86. Respondent's care and treatment of this patient constitutes negligence in treatment.

87. Respondent's conduct in failing to keep a chart which recorded adequate pertinent objective findings related to examination and test results, and an assessment and diagnosis on follow-up visits, and to be sufficiently clear and complete to allow interpretation by other practitioners for the benefit of the patient, violated § Med 10.02(2)(h) and (za), Wis. Adm. Code.

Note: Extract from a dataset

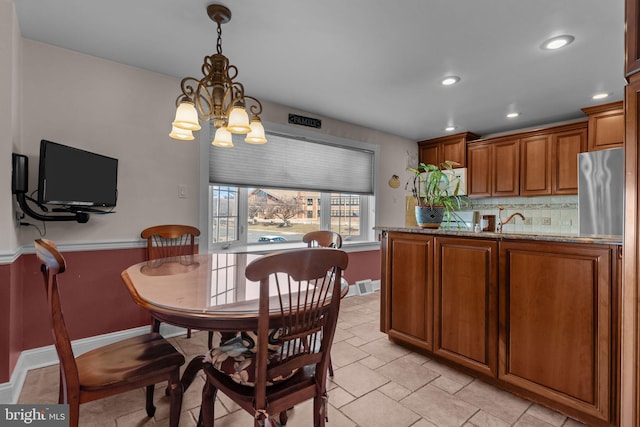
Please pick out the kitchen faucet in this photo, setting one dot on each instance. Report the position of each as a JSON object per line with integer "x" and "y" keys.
{"x": 509, "y": 218}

88. The evaluation, charting, care and treatment of this patient are similar to those of many other patients, and are part of a pattern and practice of respondent in providing services, and not an isolated case involving only one patient.

WHEREFORE the complainant demands that the disciplinary authority hear evidence relevant to matters alleged in this complaint, determine and impose the discipline warranted, and assess the costs of the proceeding against the respondent

Dated this October 25, 2002.

Arthur Thexton, Prosecuting Attorney
Division of Enforcement
Department of Regulation and Licensing
P.O. Box 8935
Madison, WI 53708-8935
608-266-9814

This page was revised on April 15, 2005.